Затем вступает чародин — напыщенный, гудящий, он посылает разбивающиеся о стены раскаты, усиливая значения звуковых и астрономических узоров до такой степени, что конвергенции становятся невыразимо прекрасными. Это намек для контраграва, который взрывает это великолепие мощными ритмичными ударами.
Теперь Диллон занимает свое надлежащее место — координатора и дирижера группы, подбрасывая кому нить мелодии, кому пучок света, украшая все, что происходит вокруг. Он спускается до полутонов. Играя почти механически, он сейчас скорее слушатель, чем исполнитель, так спокойно он воспринимает все вариации, которые воспроизводят его партнеры. Сейчас ему незачем напрягать внимание. Весь остаток вечера он может только подавать ритм. Но он этого не хочет: симфония смажется, если каждые 10-15 минут он не будет подкидывать свежего материала. Это его право.
Каждый исполняет соло по очереди. Диллону уже некогда смотреть на зрителей. Он вертится, крутится, потеет, всхлипывает; он свирепо жмет проекцитроны; он фокусничает, чередуя свет и тень. Пульс его успокаивается. Он спокоен, как океан в бурю, он в высшей степени профессионален, он в совершенстве владеет собой и своим мастерством. И в этот момент экстаза кажется ему, что он живет в каком-то другом времени и измерении, что это вовсе не он сам, а другой человек.
Между прочим, сколько же длится его соло? Он потерял счет времени. Но все идет превосходно, и он предоставляет следить за временем методичному Нэту.
После бурного начала концерт вступает в обычное русло. Центр действия смещается к допплеринвертонисту, прядущему серии классических вспышек. Вполне красивых, но избитых, слушанных-переслушанных, смотренных-пересмотренных. Тем не менее его импровизация заражает других, и вся группа свыше двадцати минут импровизирует, плетя сеть контрастов, от которых цепенеют нервы и захватывает дух. Но вот, наконец, Нэт выплескивается эффектно всем спектром, начиная откуда-то южнее инфракрасного и до того, что может быть названо рентгеновскими частотами; и этот бурный взлет сигнализирует о скором окончании представления.

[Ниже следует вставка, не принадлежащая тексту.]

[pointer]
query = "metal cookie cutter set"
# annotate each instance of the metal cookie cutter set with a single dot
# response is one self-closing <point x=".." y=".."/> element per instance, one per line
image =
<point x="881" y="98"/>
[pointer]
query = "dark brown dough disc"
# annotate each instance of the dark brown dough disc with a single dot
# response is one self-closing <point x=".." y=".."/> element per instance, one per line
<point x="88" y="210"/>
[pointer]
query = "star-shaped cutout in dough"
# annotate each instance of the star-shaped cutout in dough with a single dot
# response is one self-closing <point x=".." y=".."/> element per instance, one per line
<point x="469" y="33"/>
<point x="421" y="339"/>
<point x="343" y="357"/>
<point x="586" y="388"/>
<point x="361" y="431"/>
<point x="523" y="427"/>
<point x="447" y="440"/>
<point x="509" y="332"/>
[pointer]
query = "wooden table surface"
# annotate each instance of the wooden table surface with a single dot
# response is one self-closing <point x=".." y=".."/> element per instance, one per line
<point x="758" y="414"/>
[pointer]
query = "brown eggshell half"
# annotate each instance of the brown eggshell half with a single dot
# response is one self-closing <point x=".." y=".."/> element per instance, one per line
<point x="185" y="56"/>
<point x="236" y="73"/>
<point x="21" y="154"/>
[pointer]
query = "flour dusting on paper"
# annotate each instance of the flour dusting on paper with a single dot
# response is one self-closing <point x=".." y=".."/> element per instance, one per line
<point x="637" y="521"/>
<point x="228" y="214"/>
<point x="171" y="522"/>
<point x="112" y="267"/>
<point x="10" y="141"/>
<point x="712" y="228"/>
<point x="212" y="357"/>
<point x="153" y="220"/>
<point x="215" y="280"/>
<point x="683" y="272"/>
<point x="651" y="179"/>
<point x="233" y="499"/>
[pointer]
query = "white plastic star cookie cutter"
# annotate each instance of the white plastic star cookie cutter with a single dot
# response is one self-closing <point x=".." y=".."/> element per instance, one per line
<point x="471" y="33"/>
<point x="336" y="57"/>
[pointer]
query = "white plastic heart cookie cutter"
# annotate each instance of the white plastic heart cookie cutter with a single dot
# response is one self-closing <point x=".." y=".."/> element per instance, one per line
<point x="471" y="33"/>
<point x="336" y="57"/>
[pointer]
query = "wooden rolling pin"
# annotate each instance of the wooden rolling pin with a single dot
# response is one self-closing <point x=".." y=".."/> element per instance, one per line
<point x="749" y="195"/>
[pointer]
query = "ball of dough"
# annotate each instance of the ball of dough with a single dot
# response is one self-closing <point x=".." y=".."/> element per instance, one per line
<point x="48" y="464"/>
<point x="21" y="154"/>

Все подхватывают спектроялиста и играют в свободном порыве, кружась, паря и сходясь вместе, образуя единое целое с семью головами, бомбардируя окаменевших зрителей волнами перегрузок.
Да да да да да! Ух ух ух ух ух! Пых пых пых пых пых! Ох ох ох ох ох! Давай давай давай давай давай! Диллон неистовствует в самом сердце импровизации, разбрасывая яркие пурпурные искры, бросаясь солнцами и проглатывая их, он втягивается в эту импровизацию даже больше, чем в своем большом соло, — ведь это узловой момент симфонии, гармония, полное слияние, и он сознает, что это — способ жизни, первопричина всего. Разве это не прекрасно — настроиться на красоту, окунуться прямо в жаркий источник бытия, открыть душу и пустить всех внутрь и снова выплеснуть все наружу; дать дать дать дать дать!